Melalui tindakan yang benar, seseorang mencapai kemurnian hati, yang mengarah ke akuisisi jnana (kebijaksanaan). Hanya ketika keterikatan terhadap buah dari tindakan seseorang tersebut dihilangkan maka tindakan menjadi Yoga (komuni Ketuhanan). Seseorang seharusnya mengatasi rasa ‘milikku’ dan ‘kepunyaanmu’. Ketika seseorang memulai aktivitas pelayanan, seseorang seharusnya menganggap hal itu sebagai suatu kehormatan untuk melayani orang lain dan melihat hal itu sebagai suatu bentuk pemujaan terhadap Tuhan. Seseorang seharusnya menganggap pelayanan kepada masyarakat sebagai sarana untuk mencari pemenuhan diri dalam kehidupan. Seseorang seharusnya menghadapi apapun permasalahan yang mungkin muncul, dengan keyakinan dan keteguhan hati, dan melakukan salah satu kegiatan pelayanan tanpa gembar-gembor, dalam semangat kerendahan hati dan pengabdian.
Thyaga (the spirit of sacrifice) is essential for rendering dedicated service. Getting rid of bad qualities is true sacrifice; it is also Yoga (spiritual communion). Realize that whoever you may be serving, you are indeed serving the Divine in various human forms. Those who serve have to cherish this sublime and sacred feeling. They must strive to see God in everyone.
Thyaga (semangat pengorbanan) adalah hal-hal yang mendasar untuk memberikan pelayanan.Menghilangkan sifat-sifat yang tidak baik adalah pengorbanan yang sebenarnya; ini juga Yoga. Sadarilah bahwa siapapun dapat engkau layani, engkau akan benar-benar melayani Tuhan dalam wujud manusia.Mereka yang melayani harus memiliki kasih yang mulia dan perasaan yang suci. Mereka harus berusaha keras untuk melihat Tuhan dalam setiap orang.

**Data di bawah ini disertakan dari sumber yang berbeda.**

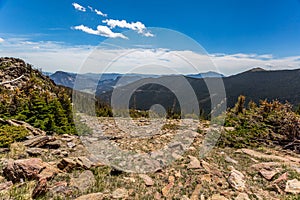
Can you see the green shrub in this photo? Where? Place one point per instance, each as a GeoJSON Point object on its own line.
{"type": "Point", "coordinates": [10, 134]}
{"type": "Point", "coordinates": [268, 123]}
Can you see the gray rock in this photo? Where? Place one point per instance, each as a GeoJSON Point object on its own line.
{"type": "Point", "coordinates": [35, 151]}
{"type": "Point", "coordinates": [147, 179]}
{"type": "Point", "coordinates": [194, 163]}
{"type": "Point", "coordinates": [92, 196]}
{"type": "Point", "coordinates": [236, 180]}
{"type": "Point", "coordinates": [85, 181]}
{"type": "Point", "coordinates": [120, 193]}
{"type": "Point", "coordinates": [292, 186]}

Pure and selfless love towards all living beings, considering everyone as embodiments of the Divine, with no expectation of reward, is true Love. With this attitude, when one regards divinity as present in all beings, he experiences true love. Whatever be the vicissitudes one may face, whatever be the personal sorrows and privations one may undergo, true love will remain unaffected. Today, the moment a difficulty arises, love turns into hatred. True love is the sweet fruit that grows out of the fragrant flower of good deeds. Love rules without recourse to the sword. It binds without laws. Only one who has such true love can be described as human, for, divine love is the basic quality of a true human being.
Kemurnian dan kasih tanpa mementingkan diri sendiri kepada semua makhluk hidup, menganggap semua orang sebagai perwujudan Tuhan, tanpa mengharapkan balasan, adalah kasih sejati. Dengan sikap ini, ketika seseorang memandang ketuhanan hadir pada semua makhluk, ia mengalami kasih sejati. Apapun perubahan yang mungkin dihadapi seseorang, apapun penderitaan-penderitaan dan kekurangan-kekurangan yang mungkin dialami oleh seseorang, kasih sejati tetap tidak terpengaruh. Dewasa ini, ketika kita mengalami kesulitan, kasih berubah menjadi kebencian. Kasih sejati adalah buah yang manis yang tumbuh karena bunga yang semerbak dari perbuatan baik. Kasih dapat mengendalikan tanpa bantuan pedang. Ia mengikat tanpa undang-undang, hanya seseorang yang mempunyai kasih sejati dapat digambarkan sebagai manusia, karena kasih Tuhan adalah kualitas dasar dari manusia sejati.